梁飛龍和梁樹鎔皆是身著黑袍,無論容貌氣質,都頗為相似,活脫脫的父子倆人。不同的是,梁飛龍儼然一副中年文士模樣,氣質偏向於尊貴威嚴,而梁樹鎔看上去尚顯年輕稚嫩,眉宇間皆是歡脫活潑的氣息。

實際上,這梁樹鎔乃是梁家二夫人所生的小兒子,今年不過十八歲,就已經是九級玄士修為,六級靈脈天賦者,也是梁家中僅次於梁飛龍嫡長子、梁家未來家主繼承人少族長的存在。

大長老林斷崖此刻手裡握著銀酒杯,杯裡盛著金黃色的酒液透出好看的光澤,目光卻在打量著梁家這四人。

他的目光都在密切注意著梁樹鎔,彷彿這區區的小輩能對他完成很大的威脅似的。

不過顯然,梁家之所以叫出他們的青年才俊來撐場面,顯然是為了來打壓他們林家的。

林斷崖十分清楚,今天這宴會是為誰舉辦,又是為什麼而舉辦的。

而梁飛龍居然讓他的嫡子一同前來,很顯然是打算讓梁樹鎔向林洛峰示威,讓他認識到區區寒門子弟,與名門望族的後代差距到底有多大,能娶到他們梁家的女兒,都已經要祖墳冒青煙了。

不過,他倒是在一旁樂得看好戲。

反正,林洛峰會不會被打壓他並不關心,他只想知道,梁家這一次又要送給他們一件什麼樣的禮物。

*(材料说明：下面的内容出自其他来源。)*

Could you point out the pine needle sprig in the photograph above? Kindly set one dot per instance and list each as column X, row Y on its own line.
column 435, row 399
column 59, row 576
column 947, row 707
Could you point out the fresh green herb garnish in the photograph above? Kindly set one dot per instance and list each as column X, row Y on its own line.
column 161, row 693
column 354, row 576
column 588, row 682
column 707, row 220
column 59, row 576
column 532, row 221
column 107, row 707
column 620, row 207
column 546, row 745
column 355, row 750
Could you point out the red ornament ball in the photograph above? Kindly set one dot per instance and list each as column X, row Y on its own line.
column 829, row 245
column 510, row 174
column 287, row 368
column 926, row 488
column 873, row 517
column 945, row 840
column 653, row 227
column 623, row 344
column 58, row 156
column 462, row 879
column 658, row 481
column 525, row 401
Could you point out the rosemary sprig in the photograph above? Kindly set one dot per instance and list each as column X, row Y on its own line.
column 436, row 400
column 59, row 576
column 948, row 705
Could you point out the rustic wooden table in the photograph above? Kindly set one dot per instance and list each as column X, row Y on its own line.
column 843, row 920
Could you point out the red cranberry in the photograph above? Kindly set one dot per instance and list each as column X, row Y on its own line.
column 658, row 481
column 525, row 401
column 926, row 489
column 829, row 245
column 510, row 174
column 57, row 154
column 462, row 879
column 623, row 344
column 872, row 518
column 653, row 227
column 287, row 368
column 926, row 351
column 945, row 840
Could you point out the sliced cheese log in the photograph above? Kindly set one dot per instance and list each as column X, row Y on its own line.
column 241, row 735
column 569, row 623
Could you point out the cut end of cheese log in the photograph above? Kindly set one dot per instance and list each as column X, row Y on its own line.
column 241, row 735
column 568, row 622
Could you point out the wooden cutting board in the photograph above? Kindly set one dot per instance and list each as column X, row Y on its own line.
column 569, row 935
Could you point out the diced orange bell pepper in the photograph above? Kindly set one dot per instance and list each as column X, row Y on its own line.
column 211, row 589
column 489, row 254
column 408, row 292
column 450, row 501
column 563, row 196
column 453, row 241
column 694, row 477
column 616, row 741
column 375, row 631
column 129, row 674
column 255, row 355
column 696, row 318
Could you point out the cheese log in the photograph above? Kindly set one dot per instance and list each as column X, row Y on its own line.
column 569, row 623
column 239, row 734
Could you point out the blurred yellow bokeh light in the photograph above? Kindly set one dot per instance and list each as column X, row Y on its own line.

畢竟,梁家雖然明面上壓著他們林家一頭,但好處也是給足的。

這種打一棍給一根糖葫蘆的把戲,是上位者常對下位奴僕常用的恩威並使手段。

而林斷崖,自認為林家只是寒門,能夠依附於梁家,與其締結政治婚姻,已經是八輩子修煉而來的福分,哪裡還會在乎什麼被打壓不打壓的恩威並使手段?

反正,有好處,那就拿著便是了。

此刻,那梁家四人原本正在兀自聚攏在一起,手裡拿著酒杯,隨意取用酒水與長桌子上面陳列得琳琅滿目的食物,一面進行著家族會談,他們神色各異,顯然談論著的正題並不輕鬆的樣子。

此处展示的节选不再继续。